Belum semua jenis pembangkit listrik dari energi terbarukan mampu beroperasi 24 jam. Keandalan pasokan dan keterjangkauan tarif listrik masih menjadi pertimbangan utama pelanggan listrik PLN.
Oleh
Mediana
·3 menit baca
JAKARTA, KOMPAS — Optimalisasi sumber energi terbarukan menjadi tenaga listrik masih terkendala teknologi penyimpanan lewat baterai. Pasalnya, belum semua pembangkit listrik dari energi terbarukan bisa beroperasi selama 24 jam. Pengembangan energi terbarukan juga harus mempertimbangkan kondisi pasokan dan permintaan tenaga listrik di suatu wilayah.

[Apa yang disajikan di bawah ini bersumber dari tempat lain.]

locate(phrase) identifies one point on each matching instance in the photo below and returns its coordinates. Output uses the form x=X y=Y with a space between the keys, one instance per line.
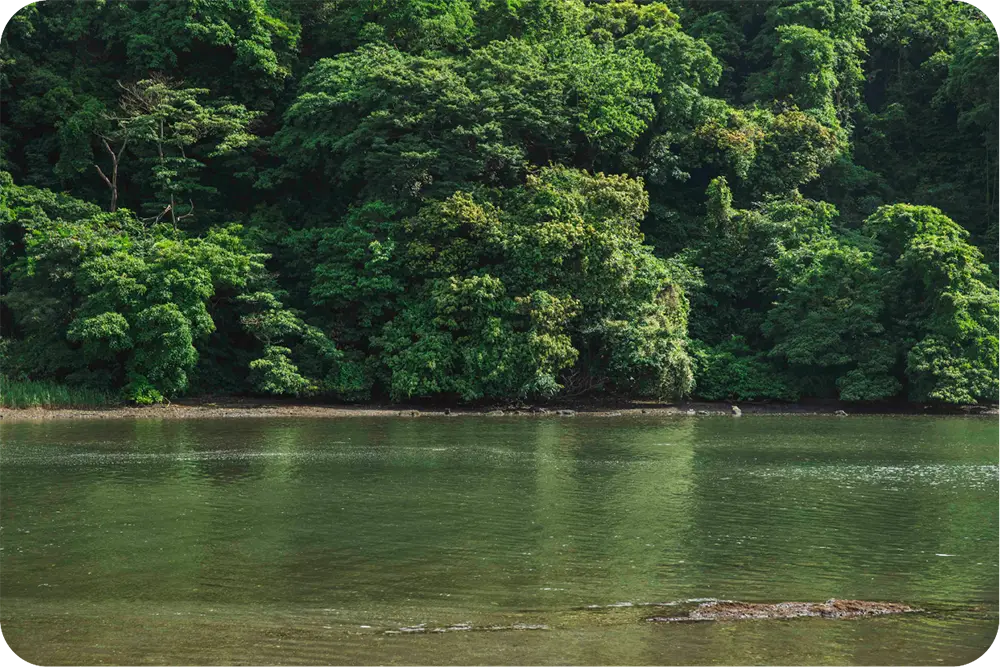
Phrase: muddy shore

Wakil Menteri Keuangan Suahasil Nazara menegaskan, pemerintah tetap berkomitmen menetapkan emisi nol karbon pada 2060 dengan mengoptimalkan sumber energi terbarukan. Namun, pemerintah juga menyadari adanya pembangunan pembangkit listrik berbahan bakar fosil yang memiliki kontrak panjang dengan PT Perusahaan Listrik Negara (PLN). ”Kami menghormati kontrak yang ada. Oleh karena itu, kami mengembangkan apa yang disebut sebagai transisi energi,” kata Suahasil saat menjadi pembicara kunci dalam webinar bertajuk ”Energi Terbarukan: Sudut Pandang Supply-Demand, Keterjangkauan Tarif, dan Keandalan Pasokan”, Kamis (21/10/2021).
Hadir sebagai narasumber dalam webinar ini Wakil Direktur Utama PT Perusahaan Listrik Negara (Persero) Darmawan Prasodjo, Ketua Pengurus Harian Yayasan Lembaga Konsumen Indonesia (YLKI) Tulus Abadi, peneliti Institute for Development of Economics and Finance (Indef) Abra Talattov, dan Tenaga Fungsional Peneliti Ahli Madya Badan Kebijakan Fiskal Kementerian Keuangan Joko Tri Haryanto.
Darmawan mengatakan, dilema pemanfaatan sumber energi terbarukan sejauh ini adalah sifatnya yang intermiten. Belum semua pembangkit listrik energi terbarukan mampu beroperasi 24 jam sehingga pasokan dari jenis energi lain atau penyimpan daya listrik (baterai) diperlukan.
Pemerintah tetap berkomitmen menetapkan emisi nol karbon pada 2060 dengan mengoptimalkan sumber energi terbarukan.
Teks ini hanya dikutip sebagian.